Studies on depression showed similar patterns. Consumption of alcohol—regardless of the type—has been considered both a cause and a symptom of clinical depression, especially in larger-than-recommended quantities. However, a 2013 study showed that one serving per day of any type of alcohol was associated with a 28 percent lower risk of depression. With wine, the chances were even lower at 32 percent.

Why? A 2015 study on resveratrol's anti-inflammatory properties might have the answer. Researchers from the University of South Carolina School of Medicine found that the red-wine polyphenol has the potential to reduce brain inflammation caused by stress, alleviating depression-related symptoms. However, this study was conducted on lab rats, not humans, and used concentrations of resveratrol that far exceed the amount found in a day's worth of wine.

Liver Health

Alcohol isn't great for the liver, and heavy alcohol use can lead to cirrhosis, the deterioration and scarring of the liver. But it's possible that wine, and most notably red wine, might not be as harmful as other options. A 2015 study on nearly 56,000 participants found that wine consumption was linked to a lower risk of cirrhosis than consumption of beer or spirits.

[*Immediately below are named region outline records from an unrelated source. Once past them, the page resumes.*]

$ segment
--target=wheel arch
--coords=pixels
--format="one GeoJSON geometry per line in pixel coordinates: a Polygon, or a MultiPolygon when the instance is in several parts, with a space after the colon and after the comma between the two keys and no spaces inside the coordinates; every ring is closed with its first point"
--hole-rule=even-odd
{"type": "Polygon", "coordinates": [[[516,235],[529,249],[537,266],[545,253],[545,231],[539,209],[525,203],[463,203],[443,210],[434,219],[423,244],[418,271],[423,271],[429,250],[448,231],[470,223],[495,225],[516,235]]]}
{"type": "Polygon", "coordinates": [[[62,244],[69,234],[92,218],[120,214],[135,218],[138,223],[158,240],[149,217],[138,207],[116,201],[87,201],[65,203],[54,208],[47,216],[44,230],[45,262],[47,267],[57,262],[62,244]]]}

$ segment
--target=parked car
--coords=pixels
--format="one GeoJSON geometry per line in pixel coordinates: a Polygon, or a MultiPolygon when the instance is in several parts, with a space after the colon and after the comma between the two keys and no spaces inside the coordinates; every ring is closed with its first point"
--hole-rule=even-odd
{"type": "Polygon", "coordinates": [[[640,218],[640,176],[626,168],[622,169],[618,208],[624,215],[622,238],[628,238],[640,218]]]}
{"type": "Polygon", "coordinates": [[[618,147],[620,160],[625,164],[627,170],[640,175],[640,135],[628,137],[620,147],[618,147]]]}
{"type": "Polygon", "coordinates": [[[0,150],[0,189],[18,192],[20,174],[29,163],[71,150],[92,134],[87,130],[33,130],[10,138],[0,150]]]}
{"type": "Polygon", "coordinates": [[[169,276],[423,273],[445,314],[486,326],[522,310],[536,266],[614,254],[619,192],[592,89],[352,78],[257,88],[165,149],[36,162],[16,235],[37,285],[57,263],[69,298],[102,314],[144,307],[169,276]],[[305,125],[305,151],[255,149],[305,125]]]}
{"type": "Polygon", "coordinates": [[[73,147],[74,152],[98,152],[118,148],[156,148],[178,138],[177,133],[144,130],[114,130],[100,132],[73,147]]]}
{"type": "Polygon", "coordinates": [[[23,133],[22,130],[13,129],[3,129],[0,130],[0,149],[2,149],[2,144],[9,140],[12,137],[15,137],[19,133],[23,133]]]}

Around the same time, another study linked ellagic acid, an antioxidant commonly found in (you guessed it) red wine, with liver health. In that study, even low doses of ellagic acid was able to burn some of the fat in a fatty liver, a function that could save those with fatty liver disease from experiencing steatohepatitis (inflammation of the liver), cirrhosis and even liver failure.

Even the Common Cold!

Wine may even give you a leg up in the fight against a head cold. In a Spanish study from 2002, researchers found that people who consumed 14 glasses of wine a week were half as likely to develop a cold than those who drank beer, spirits or no alcohol at all.

What you choose to drink is just one of dozens of factors that may impact your health, including your environment, immune system, genetics, and your age. And it seems that the amount you consume impacts your health more than the type of drink. In nearly every study mentioned above, the key to unlocking the health benefits from any type of alcohol has proven to be moderation. So if you're toasting to a long, healthy life, go ahead and raise your glass—of wine, or beer, or spirits—but enjoy it responsibly.